The story goes on to say that "the liquor, wine and beer industry prefer the existing system in which they have more direct say in shelf placement ... In a rare show of agreement across the alcohol industry, trade associations representing liquor, wine and beer, and several alcohol-distributor groups all sent letters to federal regulators last month questioning the legality of the Kroger plan.
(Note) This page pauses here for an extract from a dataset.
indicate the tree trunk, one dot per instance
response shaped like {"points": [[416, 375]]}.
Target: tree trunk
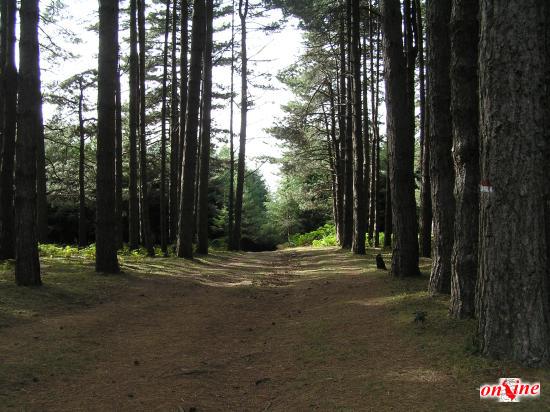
{"points": [[231, 194], [370, 167], [9, 79], [174, 131], [3, 55], [337, 162], [204, 174], [41, 196], [376, 131], [133, 196], [441, 164], [145, 220], [187, 197], [343, 234], [388, 221], [401, 146], [118, 159], [359, 184], [106, 247], [82, 222], [163, 210], [184, 73], [241, 166], [513, 287], [465, 117], [425, 190], [27, 264]]}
Prohibition-era laws ban alcohol manufacturers from giving retailers anything of value to keep them from marketing too aggressively."
KC's View:
I'm in no position to judge the legalities of the situation, but I do think that from a strategic point of view, Kroger is absolutely right to look to develop a system that actually gives it greater control over alcohol merchandising, especially at a time when there seems to be a lot of upheaval in the category driven by craft brands.

If the new system results in a pay-to-play structure that drives these smaller craft brands out of the store, then that won't be a good thing ... but since Kroger has spent considerable time and money developing a consumer-centric strategy, it seems to me that this is unlikely to happen. I think some vigilance will be called for ... but if the goal is greater control and responsiveness to what shoppers want, then this is a good thing. And heaven knows we shouldn't be guided by Prohibition-era laws.